The Red Hat Enterprise Linux distribution comes with the Xen hypervisor for free, while the RHEL Advanced Platform includes extra features such as storage virtualization, redundancy and high-availability clustering, DiDio says.
Red Hat's strategy is made more interesting by RHEL recently becoming available on Amazon.com's Elastic Compute Cloud (EC2) service, in which users pay small monthly fees, she adds.
"Red Hat is aggressively advertising the fact that its virtualisation solution is far more economical than VMware's," DiDio notes.

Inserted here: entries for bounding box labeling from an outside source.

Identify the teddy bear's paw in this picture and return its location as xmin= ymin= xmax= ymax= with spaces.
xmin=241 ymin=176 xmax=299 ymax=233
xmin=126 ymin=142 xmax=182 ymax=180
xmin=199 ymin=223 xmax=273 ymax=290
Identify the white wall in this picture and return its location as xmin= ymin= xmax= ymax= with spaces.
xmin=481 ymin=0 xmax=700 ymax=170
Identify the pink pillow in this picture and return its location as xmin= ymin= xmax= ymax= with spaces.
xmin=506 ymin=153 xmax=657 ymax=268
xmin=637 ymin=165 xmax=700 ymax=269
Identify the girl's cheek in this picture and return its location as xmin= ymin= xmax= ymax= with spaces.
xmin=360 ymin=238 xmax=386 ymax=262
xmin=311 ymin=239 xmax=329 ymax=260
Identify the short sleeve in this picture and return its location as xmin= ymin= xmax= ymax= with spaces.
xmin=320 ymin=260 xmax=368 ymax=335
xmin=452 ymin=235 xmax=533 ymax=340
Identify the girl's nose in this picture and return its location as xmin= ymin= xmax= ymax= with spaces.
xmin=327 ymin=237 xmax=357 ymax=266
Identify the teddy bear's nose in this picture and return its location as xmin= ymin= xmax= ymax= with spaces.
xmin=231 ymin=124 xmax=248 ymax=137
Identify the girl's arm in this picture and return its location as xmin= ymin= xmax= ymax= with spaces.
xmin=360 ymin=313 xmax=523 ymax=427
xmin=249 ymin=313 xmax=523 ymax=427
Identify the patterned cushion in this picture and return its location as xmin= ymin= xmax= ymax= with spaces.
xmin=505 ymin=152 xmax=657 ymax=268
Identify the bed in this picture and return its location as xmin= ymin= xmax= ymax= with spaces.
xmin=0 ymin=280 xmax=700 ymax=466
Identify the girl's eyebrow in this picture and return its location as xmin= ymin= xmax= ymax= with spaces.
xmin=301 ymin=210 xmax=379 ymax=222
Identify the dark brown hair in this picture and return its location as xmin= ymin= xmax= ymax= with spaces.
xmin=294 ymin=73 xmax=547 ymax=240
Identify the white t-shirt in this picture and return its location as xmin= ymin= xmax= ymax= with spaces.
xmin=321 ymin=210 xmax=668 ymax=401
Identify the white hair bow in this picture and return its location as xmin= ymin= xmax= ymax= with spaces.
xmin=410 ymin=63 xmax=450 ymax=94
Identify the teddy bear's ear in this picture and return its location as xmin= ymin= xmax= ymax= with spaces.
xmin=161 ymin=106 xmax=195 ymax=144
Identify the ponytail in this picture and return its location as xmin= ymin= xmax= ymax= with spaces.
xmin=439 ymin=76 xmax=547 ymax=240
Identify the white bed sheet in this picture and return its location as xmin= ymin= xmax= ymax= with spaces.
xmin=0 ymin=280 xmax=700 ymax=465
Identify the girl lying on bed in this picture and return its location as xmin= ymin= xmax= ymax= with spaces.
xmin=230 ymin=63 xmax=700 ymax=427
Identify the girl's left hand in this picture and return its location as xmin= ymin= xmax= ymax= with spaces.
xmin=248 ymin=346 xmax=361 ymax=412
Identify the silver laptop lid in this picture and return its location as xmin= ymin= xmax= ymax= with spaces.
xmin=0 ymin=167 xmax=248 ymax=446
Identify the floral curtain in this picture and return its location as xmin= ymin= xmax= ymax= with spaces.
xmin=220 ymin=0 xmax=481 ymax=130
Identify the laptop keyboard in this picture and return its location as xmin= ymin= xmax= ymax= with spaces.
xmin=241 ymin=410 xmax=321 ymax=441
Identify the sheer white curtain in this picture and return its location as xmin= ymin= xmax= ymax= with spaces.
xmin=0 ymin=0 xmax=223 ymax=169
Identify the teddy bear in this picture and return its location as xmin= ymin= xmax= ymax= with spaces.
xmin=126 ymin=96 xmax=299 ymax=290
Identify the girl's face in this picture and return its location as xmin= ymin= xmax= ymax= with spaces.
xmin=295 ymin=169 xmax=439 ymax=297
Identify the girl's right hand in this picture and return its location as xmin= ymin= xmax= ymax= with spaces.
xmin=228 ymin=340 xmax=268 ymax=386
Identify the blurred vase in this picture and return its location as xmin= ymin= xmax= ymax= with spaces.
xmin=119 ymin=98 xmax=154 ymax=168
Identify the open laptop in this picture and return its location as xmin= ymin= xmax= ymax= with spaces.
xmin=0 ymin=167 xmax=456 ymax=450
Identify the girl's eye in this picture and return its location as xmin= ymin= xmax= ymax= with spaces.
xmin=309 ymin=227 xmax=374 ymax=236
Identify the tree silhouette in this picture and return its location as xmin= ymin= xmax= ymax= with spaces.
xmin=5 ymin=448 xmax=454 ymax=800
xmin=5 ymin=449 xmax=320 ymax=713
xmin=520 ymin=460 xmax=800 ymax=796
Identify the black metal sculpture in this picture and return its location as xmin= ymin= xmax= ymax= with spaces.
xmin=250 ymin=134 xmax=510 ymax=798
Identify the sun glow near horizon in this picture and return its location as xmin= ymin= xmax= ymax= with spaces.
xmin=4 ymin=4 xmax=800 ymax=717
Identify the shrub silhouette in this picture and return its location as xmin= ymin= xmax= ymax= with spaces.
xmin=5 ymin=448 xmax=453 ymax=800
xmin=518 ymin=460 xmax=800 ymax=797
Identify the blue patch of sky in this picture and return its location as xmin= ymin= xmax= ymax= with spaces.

Red Hat vice president Scott Crenshaw has claimed businesses can save "$20,000 (£10,000) to $30,000 (£15,000) on licensing fees" compared with VMware, she adds.
Bittman dismisses Red Hat's chances, saying its management capabilities are subpar.
Red Hat is in a similar position as Novell, Burns says, with each having the advantage of distributing its own Linux operating system. "At this point, it's really a matter of who does it first," Burns says. "Who gets it out first and in a reliable, robust fashion."
Although VMware is the current leader in the Virtualisation market, a number of other companies are giving them a run for their money. Who will emerge victorious in the virtualisation war? We take a look at the competitors
Making your decision
VMware has certainly not been standing still in the face of its competition growing larger and more robust. VMware struck a deal in January to buy application virtualisation vendor Thinstall. VMware hosted VMworld in Europe from 26-28 February this year and made several announcements, including agreements with HP, Dell, IBM, Fujitsu and Siemenss to ship servers with a slimmed-down version of VMware's hypervisor embedded in the hardware.
VMware also announced plans to open its hypervisor to security vendors with a set of APIs designed to make it easier to build products that protect virtual machines.
VMware officials aren't worried about the competition, according to Stephen Herrod, VMware's CTO, who says "products from would-be competitors aren't really there yet."
VMware may be forced to lower its prices, DiDio says, but overall it's making the right moves.
"The market is VMware's to lose. And these competitors are going to have to take it away from them," she says.
Beyond those already mentioned, the virtualisation market includes niche players such as Cassatt, Egenera and Parallels. If enterprise customers expand use of virtualisation as much as some analysts predict, even someone holding 1 percent of the market could be quite successful.
"We're just at the precipice of an emerging market. Any of these niche players could be huge," DiDio says.
Hardware advances are making it easier for more vendors to develop virtualisation software. VMware can hold onto its dominant market share, but it'll need to outwork its competition.
"[VMware's] technology is still ahead of the competition. But the side of the road is littered with companies that had superior technology and got out-marketed. Think Netscape," Hamilton says. "[VMware] is going to have to carve out more of a value proposition than just being the only vendor out there."